Saturday, October 22, 2011

Building better catalysts

 University of Utah chemists developed a method to design and test new catalysts, which are substances that speed chemical reactions and are crucial for producing energy, chemicals and industrial products. By using the new method, the chemists also made a discovery that will make it easier to design future catalysts.


The discovery: the sizes and electronic properties of catalysts interact to affect how well a catalyst performs, and are not independent factors as was thought previously. Chemistry Professor Matt Sigman and doctoral student Kaid Harper, report their findings in the Sept. 30, 2011, issue of the journal Science.


"It opens our eyes to how to design new catalysts that we wouldn't necessarily think about designing, for a broad range of reactions," Sigman says. "We're pretty excited."


Sigman believes the new technique for designing and testing catalysts "is going to be picked up pretty fast," first by academic and then by industrial chemists, who "will see it's a simple way to rapidly design better catalysts."


'Catalysts Make the World Go 'Round'


Catalysts speed chemical reactions without being consumed by those reactions. Their importance to society and the economy is tough to overstate. Products made with catalysts include medicines, fuels, foods and fertilizers.


Ninety percent of U.S. chemical manufacturing processes involve catalysts, which also are used to make more than one-fifth of all industrial products. Those processes consume much energy, so making catalytic reactions more efficient would both save energy and reduce emissions of climate-warming carbon dioxide gas.
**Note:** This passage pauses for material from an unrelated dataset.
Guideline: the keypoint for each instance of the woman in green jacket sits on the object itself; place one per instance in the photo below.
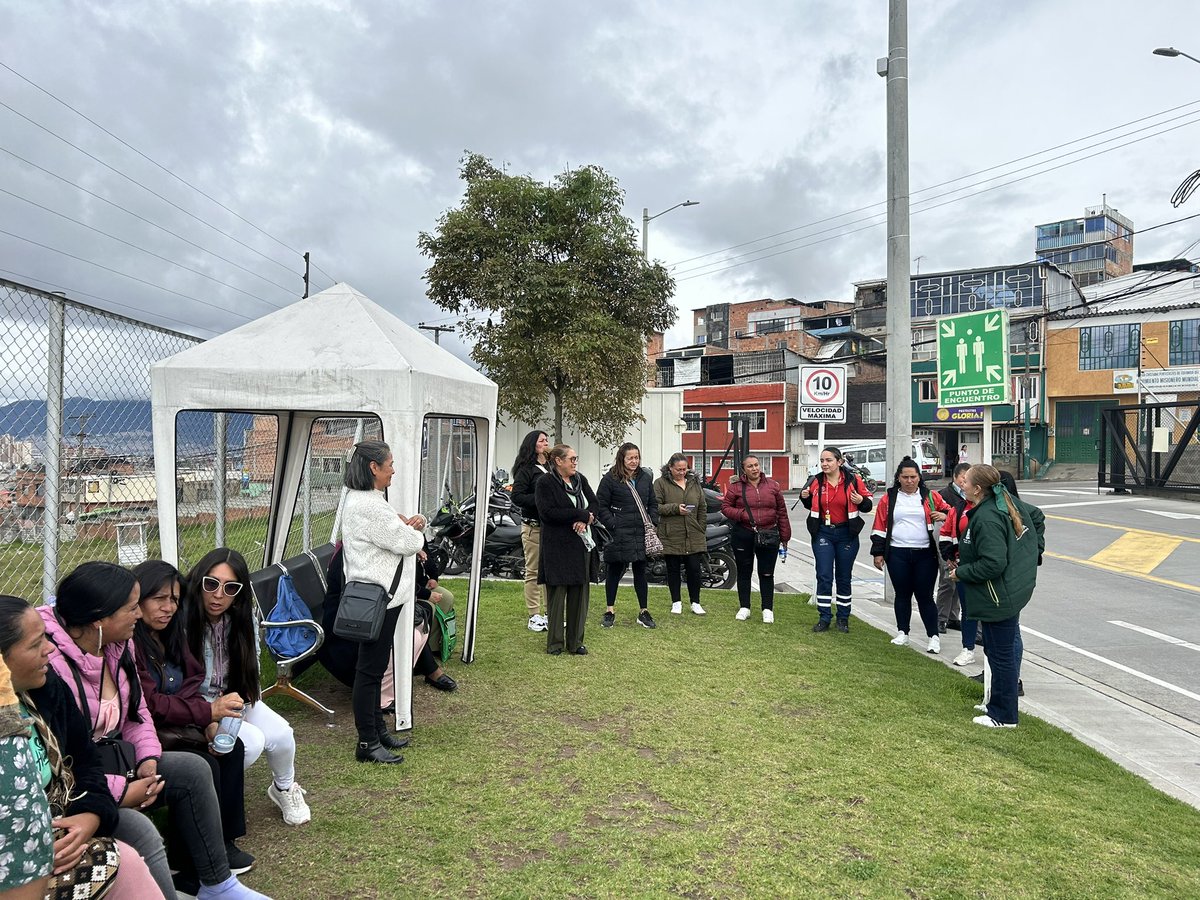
(997, 568)
(683, 515)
"Catalysts make the world go 'round," says Sigman. "Catalysts are how we make molecules more efficiently and, more important, make molecules that can't be made using any other method."


The Utah researchers developed a new method for rapidly identifying and designing what are known as "asymmetric catalysts," which are catalyst molecules that are considered either left-handed or right-handed because they are physically asymmetrical. In chemistry, this property of handedness is known as chirality.


Chemists want new asymmetric catalysts because they impart handedness or chirality to the molecules they are used to make. For example, when a left-handed or right-handed catalyst is used to speed a chemical reaction, the chemical that results from that reaction can be either left-handed or right-handed.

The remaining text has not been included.